Uric acid-induced senescence and apoptosis in HUVECs at concentrations more than 6 and 9 mg/dl, respectively. Uric acid-induced alterations in cell proliferation, senescence and apoptosis were blocked by probenecid, enalaprilat or telmisartan. Uric acid significantly increased production of reactive oxygen species beginning at 5 min, and uric acid-induced senescence and apoptosis of HUVECs were ameliorated by N-acetylcysteine or tempol. Uric acid also upregulated the expression of angiotensinogen, angiotensin-converting enzyme and angiotensin II receptors and increased angiotensin II levels, which was ameliorated with tempol.
Uric acid-induced aging and death of human endothelial cells are medicated by local activation of oxidative stress and the renin-angiotensin system, which provides a novel mechanism of uric acid-induced endothelial dysfunction. Therapies targeting uric acid maybe beneficial in cardiovascular disease.
氧化应激是内皮功能障碍的主要机制之一,在心血管疾病的发展中起着关键作用。尽管尿酸是最重要的抗氧化剂之一,但最近的研究表明,尿酸可能在内皮功能障碍中起因果作用。为了了解尿酸与氧化应激和血管疾病之间的矛盾关联,我们研究了尿酸是否会在人血管内皮细胞中诱导氧化应激。我们还检查了尿酸引起的氧化还原状态变化是否与内皮细胞衰老和死亡或局部肾素-血管紧张素系统的激活有关,后者也是内皮功能障碍的另一种介质。
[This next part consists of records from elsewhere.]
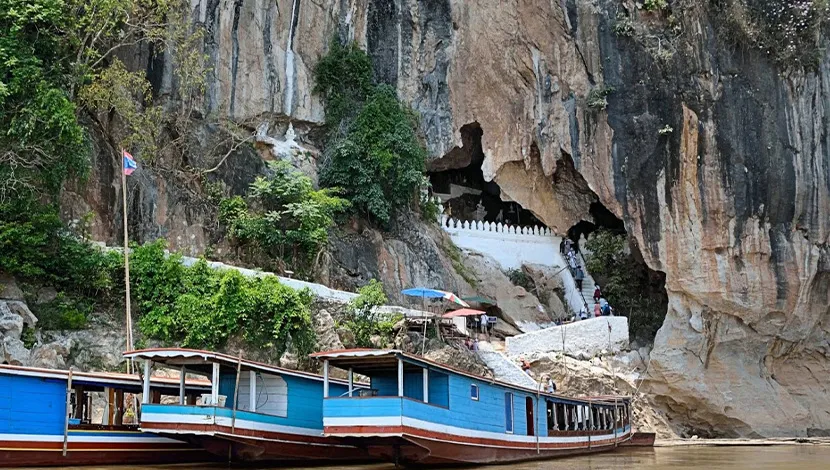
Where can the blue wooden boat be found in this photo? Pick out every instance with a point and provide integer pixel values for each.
(420, 412)
(253, 412)
(46, 419)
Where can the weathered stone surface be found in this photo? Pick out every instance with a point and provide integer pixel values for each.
(14, 351)
(11, 323)
(9, 289)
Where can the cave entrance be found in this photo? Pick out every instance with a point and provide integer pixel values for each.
(457, 179)
(603, 219)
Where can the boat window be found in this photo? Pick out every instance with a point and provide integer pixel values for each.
(271, 394)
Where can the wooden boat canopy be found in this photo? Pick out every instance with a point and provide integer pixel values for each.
(373, 361)
(126, 382)
(201, 361)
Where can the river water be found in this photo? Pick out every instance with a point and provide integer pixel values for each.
(801, 457)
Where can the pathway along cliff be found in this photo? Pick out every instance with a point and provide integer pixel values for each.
(697, 127)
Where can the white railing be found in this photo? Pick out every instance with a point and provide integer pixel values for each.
(449, 224)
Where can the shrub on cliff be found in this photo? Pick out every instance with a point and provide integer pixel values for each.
(202, 307)
(283, 216)
(372, 149)
(363, 320)
(37, 248)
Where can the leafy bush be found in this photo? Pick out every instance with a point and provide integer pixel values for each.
(201, 307)
(597, 97)
(362, 319)
(372, 151)
(623, 26)
(655, 5)
(286, 217)
(628, 285)
(35, 245)
(787, 31)
(64, 313)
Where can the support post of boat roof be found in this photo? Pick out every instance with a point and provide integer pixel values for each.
(590, 420)
(252, 398)
(400, 377)
(214, 385)
(182, 374)
(426, 384)
(326, 378)
(145, 395)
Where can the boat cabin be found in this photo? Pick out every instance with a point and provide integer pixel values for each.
(45, 410)
(423, 409)
(252, 411)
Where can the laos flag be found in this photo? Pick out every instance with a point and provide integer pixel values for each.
(129, 163)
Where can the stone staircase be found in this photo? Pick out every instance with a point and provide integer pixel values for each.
(503, 368)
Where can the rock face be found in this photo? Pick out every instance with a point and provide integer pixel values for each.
(716, 159)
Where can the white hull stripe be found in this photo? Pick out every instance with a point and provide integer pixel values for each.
(148, 419)
(463, 432)
(103, 438)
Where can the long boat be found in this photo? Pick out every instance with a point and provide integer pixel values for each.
(417, 412)
(254, 412)
(50, 418)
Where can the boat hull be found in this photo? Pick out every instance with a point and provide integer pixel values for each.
(100, 448)
(413, 446)
(258, 445)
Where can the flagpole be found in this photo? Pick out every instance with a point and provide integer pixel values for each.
(126, 263)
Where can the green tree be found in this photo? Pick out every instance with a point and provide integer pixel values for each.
(284, 215)
(363, 319)
(372, 151)
(202, 307)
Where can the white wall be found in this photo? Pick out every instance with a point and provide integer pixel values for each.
(589, 336)
(510, 246)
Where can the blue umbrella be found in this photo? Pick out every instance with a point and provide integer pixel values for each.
(423, 292)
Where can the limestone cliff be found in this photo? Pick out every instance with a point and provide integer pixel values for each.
(714, 156)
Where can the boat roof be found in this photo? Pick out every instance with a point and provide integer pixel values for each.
(106, 379)
(369, 361)
(199, 360)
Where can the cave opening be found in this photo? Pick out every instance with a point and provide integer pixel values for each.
(458, 181)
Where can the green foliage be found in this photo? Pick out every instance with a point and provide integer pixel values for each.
(35, 245)
(373, 151)
(284, 215)
(788, 31)
(27, 336)
(41, 142)
(202, 307)
(627, 284)
(362, 319)
(655, 5)
(343, 78)
(597, 97)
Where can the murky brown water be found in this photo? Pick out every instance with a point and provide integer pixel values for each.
(804, 457)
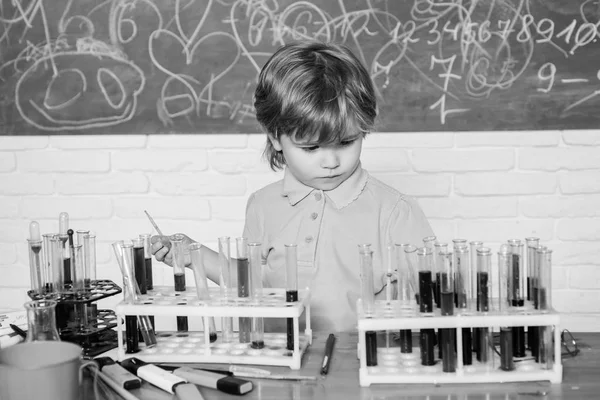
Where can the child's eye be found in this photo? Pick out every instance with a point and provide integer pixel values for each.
(310, 148)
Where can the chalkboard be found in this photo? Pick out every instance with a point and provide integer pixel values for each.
(159, 66)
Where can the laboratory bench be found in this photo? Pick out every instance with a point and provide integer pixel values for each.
(581, 379)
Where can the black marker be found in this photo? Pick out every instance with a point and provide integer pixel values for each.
(162, 379)
(221, 382)
(118, 374)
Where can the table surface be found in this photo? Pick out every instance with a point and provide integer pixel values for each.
(581, 380)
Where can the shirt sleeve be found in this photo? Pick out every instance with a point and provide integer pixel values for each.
(408, 223)
(253, 224)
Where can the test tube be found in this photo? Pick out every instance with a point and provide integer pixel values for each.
(506, 332)
(448, 335)
(81, 241)
(473, 246)
(545, 306)
(202, 285)
(256, 291)
(484, 269)
(438, 249)
(148, 259)
(516, 291)
(427, 336)
(366, 279)
(35, 258)
(291, 293)
(178, 274)
(48, 277)
(243, 281)
(429, 243)
(531, 245)
(124, 256)
(406, 290)
(139, 262)
(225, 284)
(63, 223)
(464, 295)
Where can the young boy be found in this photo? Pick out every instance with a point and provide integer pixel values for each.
(317, 103)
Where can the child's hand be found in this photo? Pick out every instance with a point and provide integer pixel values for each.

通过衰老相关β-半乳糖苷酶染色和 Annexin V-碘化丙啶染色评估原代分离的人脐静脉内皮细胞(HUVEC)中的内皮衰老和凋亡。通过二氯荧光素二乙酸染色评估活性氧的产生。通过实时 PCR 评估血管紧张素原、血管紧张素转换酶和血管紧张素 II 受体的 mRNA 表达,并在尿酸刺激的 HUVEC 中测量血管紧张素 II 水平。
尿酸在浓度超过 6 和 9 mg/dl 时分别诱导 HUVEC 衰老和凋亡。丙磺舒、依那普利或替米沙坦阻断尿酸诱导的细胞增殖、衰老和凋亡改变。尿酸在 5 分钟开始时显著增加活性氧的产生,尿酸诱导的 HUVEC 衰老和凋亡通过 N-乙酰半胱氨酸或替莫唑胺得到改善。尿酸还上调了血管紧张素原、血管紧张素转换酶和血管紧张素 II 受体的表达,并增加了血管紧张素 II 水平,替莫唑胺可改善这一水平。
尿酸诱导的人内皮细胞衰老和死亡是由局部氧化应激和肾素-血管紧张素系统的激活介导的,这为尿酸诱导的内皮功能障碍提供了一种新的机制。针对尿酸的治疗方法可能对心血管疾病有益。